By Todd Shepherd | Colorado Watchdog
It’s natural to assume when a state employee gets a promotion, there’s a raise that goes along with it; greater responsibilities usually correspond with greater rewards.
However, when a state employee is demoted or moved to a job with less responsibilities, a statutory rule also allows the worker to keep their previous higher rate of pay. The policy was created in state statute in 1963, and is typically referred to as “Saved Pay.”
An analysis of Saved Pay workers — obtained via the Colorado Open Records Act — by Independence Investigates found more than 175 employees who have gained from this obscure rule over the past three years. In most cases the Saved Pay “premium” (i.e., the excess between what the individual earns, compared to what they would be earning if the Saved Pay rule weren’t in effect) is usually only a hundred or a few hundred dollars per month. But taking all of the program’s beneficiaries in the aggregate, Saved Pay generated significant pay premiums for those employees, roughly $2-million dollars total, during the past three years:
- 2009-10: $629,266
- 2010-11: $762,974
- 2011-12: $666,241
Sometimes the benefit from Saved Pay can be as little as $40 per month. However, in fiscal year 2011-12, 47 state employees took home a Saved Pay premium of at least an extra $5,000 per year. Of those 47, 17 made a Saved Pay premium of more than $10,000 per year.
This spreadsheet identifies all Saved Pay recipients over the last three years. Consider employee #21 (names have been removed because this report is focused on the rule, not the employee). This individual is currently in an (unidentified) position that according to state guidelines should only pay a maximum of $6,828 per month. However, because of Saved Pay, the individual is instead taking home the maximum pay scale for a “General Professional IV” which pays $8,467 per month. On an annual basis, this person grosses an additional $19,688 because of the Saved Pay rule.
Saved Pay is not indefinite. Per the rule, it can only benefit a worker for a maximum of three years.
Jeffrey Martin is a former deputy with the Colorado unemployment division, and says the saved pay rule has consequences beyond a single person’s paycheck.
“Nothing was more unbearable than seeing a coworker who –despite having less experience and fewer skills in performing same job duties that you were performing- made more money solely because the previous position they performed had either been eliminated or because of the ineptitude by the individual. ‘Save pay’ in is an unjust system of personal patronage by managers and its allowance within the State Personal Rules causes tremendous harm to morale,” Martin said.
In this year’s legislative session, “modernizing” state employee rules has become one of the higher profile discussions.
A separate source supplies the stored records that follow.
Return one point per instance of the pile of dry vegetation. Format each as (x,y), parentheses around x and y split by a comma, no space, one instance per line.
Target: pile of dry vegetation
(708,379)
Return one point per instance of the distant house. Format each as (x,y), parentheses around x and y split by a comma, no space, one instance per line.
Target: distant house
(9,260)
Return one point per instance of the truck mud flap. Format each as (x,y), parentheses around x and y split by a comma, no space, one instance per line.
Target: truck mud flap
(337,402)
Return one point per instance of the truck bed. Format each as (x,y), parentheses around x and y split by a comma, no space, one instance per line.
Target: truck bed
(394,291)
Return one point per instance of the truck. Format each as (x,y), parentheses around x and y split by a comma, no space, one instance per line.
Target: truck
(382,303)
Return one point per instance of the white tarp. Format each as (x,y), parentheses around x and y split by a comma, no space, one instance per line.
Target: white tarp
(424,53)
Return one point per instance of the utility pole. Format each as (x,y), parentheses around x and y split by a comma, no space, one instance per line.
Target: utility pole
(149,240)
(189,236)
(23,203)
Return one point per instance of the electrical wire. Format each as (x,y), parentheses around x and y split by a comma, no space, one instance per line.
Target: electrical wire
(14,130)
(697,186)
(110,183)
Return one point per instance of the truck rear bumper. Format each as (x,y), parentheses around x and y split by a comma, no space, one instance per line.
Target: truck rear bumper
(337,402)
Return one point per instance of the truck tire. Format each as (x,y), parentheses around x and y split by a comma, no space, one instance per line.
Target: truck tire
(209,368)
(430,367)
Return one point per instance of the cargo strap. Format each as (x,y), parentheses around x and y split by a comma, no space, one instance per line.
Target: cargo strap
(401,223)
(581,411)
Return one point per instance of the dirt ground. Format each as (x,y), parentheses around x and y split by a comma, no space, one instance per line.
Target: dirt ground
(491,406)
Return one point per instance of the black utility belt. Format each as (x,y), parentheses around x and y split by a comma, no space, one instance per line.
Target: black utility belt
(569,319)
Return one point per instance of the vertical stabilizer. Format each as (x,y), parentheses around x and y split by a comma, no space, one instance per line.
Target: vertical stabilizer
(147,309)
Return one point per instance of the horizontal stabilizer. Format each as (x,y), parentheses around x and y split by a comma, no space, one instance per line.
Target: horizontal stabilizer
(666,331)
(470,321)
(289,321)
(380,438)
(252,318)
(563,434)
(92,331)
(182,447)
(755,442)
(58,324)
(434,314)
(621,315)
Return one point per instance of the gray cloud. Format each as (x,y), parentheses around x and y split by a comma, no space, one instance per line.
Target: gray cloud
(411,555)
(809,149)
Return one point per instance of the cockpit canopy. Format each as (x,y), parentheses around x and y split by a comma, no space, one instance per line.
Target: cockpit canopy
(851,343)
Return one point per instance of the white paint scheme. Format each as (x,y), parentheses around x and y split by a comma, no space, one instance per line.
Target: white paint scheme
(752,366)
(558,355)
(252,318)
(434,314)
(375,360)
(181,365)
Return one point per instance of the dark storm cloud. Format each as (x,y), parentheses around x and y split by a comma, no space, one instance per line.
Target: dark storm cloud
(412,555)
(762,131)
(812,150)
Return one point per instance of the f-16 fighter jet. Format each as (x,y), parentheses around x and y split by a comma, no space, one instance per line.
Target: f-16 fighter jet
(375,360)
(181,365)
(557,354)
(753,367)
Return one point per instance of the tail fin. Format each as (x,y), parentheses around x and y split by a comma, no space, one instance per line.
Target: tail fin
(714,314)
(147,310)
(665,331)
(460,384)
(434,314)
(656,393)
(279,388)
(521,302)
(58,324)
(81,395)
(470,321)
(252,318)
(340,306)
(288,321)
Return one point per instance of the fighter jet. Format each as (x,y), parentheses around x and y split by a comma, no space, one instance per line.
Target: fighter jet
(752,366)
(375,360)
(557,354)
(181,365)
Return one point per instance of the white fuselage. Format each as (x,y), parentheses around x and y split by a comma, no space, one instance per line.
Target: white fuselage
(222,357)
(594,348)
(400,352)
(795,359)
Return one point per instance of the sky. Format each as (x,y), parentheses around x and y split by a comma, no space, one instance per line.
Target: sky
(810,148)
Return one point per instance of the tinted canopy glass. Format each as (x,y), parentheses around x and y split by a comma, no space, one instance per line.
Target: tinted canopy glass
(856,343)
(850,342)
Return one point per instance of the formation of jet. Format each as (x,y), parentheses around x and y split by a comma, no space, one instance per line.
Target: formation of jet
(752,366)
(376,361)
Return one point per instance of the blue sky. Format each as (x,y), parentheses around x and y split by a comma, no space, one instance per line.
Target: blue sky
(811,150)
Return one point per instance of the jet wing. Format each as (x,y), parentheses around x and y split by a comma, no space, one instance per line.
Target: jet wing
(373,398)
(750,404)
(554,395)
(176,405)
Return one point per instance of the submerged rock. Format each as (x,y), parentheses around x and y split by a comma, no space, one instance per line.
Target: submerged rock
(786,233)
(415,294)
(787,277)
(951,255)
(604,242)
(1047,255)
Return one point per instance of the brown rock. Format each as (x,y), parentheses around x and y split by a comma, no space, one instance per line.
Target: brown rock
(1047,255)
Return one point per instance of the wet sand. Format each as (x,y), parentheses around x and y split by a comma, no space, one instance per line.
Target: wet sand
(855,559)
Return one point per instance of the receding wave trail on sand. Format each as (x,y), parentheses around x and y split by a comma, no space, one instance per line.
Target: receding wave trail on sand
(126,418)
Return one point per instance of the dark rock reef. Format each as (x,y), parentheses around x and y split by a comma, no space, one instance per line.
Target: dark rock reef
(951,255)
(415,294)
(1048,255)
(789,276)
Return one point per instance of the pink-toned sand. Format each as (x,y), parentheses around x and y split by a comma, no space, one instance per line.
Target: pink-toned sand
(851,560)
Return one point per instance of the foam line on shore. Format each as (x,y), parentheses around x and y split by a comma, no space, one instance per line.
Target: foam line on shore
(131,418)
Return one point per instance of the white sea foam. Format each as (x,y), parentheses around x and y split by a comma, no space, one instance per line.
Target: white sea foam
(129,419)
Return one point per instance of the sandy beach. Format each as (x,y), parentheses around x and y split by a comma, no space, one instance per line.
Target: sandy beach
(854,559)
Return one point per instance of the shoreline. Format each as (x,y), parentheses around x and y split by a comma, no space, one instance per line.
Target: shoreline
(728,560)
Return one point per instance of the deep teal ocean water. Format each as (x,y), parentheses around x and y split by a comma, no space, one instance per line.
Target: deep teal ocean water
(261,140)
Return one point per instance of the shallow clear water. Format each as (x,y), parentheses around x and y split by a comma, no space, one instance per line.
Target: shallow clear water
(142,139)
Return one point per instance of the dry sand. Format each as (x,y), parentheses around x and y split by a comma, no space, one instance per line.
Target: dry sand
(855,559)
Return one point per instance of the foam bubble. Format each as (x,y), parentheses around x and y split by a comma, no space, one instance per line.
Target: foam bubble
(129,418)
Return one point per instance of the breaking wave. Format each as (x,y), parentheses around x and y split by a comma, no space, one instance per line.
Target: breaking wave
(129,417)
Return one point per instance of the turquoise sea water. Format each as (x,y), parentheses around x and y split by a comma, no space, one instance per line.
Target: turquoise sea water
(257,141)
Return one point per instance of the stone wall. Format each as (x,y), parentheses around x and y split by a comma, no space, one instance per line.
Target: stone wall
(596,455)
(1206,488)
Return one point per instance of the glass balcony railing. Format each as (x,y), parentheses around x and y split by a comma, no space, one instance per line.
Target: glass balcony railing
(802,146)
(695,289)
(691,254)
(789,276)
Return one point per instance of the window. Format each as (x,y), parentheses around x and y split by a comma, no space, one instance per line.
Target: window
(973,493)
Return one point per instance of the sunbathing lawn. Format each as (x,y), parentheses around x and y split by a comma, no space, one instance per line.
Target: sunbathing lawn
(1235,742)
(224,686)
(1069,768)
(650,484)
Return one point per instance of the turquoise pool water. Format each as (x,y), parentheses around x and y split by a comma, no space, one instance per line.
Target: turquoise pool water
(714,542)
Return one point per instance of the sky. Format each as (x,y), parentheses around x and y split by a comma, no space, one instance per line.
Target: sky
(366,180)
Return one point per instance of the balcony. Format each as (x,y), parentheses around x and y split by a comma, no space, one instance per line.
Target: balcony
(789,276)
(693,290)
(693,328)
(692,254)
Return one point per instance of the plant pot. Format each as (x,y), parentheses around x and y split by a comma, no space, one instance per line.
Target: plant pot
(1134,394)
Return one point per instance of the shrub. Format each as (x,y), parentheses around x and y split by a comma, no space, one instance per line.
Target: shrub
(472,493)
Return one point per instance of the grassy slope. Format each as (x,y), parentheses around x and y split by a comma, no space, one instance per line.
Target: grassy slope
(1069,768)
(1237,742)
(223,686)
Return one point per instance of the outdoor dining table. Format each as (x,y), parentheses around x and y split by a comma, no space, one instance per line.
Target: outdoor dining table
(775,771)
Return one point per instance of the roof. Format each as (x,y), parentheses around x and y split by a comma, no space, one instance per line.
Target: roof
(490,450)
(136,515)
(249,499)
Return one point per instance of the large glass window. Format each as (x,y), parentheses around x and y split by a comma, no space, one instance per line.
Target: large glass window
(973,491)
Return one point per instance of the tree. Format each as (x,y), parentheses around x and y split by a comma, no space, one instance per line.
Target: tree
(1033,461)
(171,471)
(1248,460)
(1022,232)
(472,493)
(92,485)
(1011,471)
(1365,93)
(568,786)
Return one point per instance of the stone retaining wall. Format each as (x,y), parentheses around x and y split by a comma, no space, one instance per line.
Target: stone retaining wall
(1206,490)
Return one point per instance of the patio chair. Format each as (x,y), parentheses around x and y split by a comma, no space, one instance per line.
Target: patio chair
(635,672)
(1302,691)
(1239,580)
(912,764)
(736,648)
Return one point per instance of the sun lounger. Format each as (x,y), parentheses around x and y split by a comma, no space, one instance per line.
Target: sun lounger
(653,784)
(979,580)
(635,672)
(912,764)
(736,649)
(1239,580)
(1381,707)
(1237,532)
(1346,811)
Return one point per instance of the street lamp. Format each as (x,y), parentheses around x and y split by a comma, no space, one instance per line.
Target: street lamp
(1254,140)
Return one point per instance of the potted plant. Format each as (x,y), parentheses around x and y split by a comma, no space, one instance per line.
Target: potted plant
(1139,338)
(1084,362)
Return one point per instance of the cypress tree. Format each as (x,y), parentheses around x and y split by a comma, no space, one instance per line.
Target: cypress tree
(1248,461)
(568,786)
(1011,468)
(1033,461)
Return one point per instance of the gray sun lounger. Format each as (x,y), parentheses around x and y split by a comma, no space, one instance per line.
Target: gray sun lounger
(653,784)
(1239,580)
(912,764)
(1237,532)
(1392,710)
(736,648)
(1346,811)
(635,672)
But the efforts to revise state employee rules is likely to last beyond this year’s General Assembly. And Saved Pay could become a part of that discussion.
“We are working on a review of all the rules that govern the state’s personnel and hope to have a package of changes to recommend to the Governor by early next year,” said Sabrina D’Agosta, spokeswoman for the Department of Personnel and Administration. “As part of that review, we will analyze the pros and cons of saved pay, how it’s implemented and whether it is the right way for the state to do business.”